A second significant benefit for stat-savvy players would come from what Brian Davis is already doing: using moneygolf to strategize. A shot-value analysis of a player's last few tournaments would give a snapshot of what's working and what isn't. While moneygolf won't fix a broken swing, it could help a golfer think about how to play a given hole based on the current state of his game. It could also provide a psychological boost: If your chipping has been solid, you can be more aggressive on the approach, knowing that you've been recovering well from misses.
But here I've already crossed the bridge from statistics into a player's mind. Those of us "outside the ropes" can use moneygolf to better understand the game we love, but the players don't have that luxury. They succeed or fail stroke by stroke, hole by hole—each shot is taken in a pressure situation, one that commands a player to focus and, in the parlance of our time, "execute."
As I've written this series, I've been haunted by the conversation that I had with former U.S. Open champion Jim Furyk.
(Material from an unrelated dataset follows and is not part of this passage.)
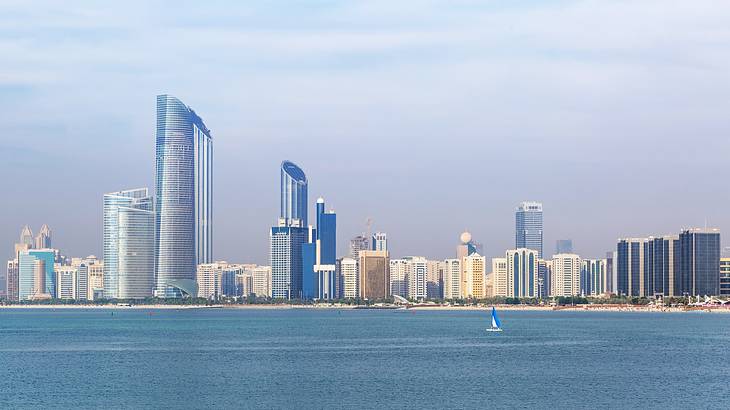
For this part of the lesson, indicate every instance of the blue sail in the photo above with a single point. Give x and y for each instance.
(495, 320)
I cornered Furyk as he walked off the driving range, starting in with my usual ShotLink spiel. He started, like many players had, by talking about how greens in regulation is a bogus stat. Then he stopped and looked at me.
"I don't look at that stuff," he said. Then he paused and said, "I know."
I'm kind of slow on the uptake: "Uh, what do you know?"
Furyk was gracious: "I know in my heart what I did on the course that day. If I don't have confidence when standing over a shot, I know that I need to go out and work on it."
He then stepped into a golf cart and drove away.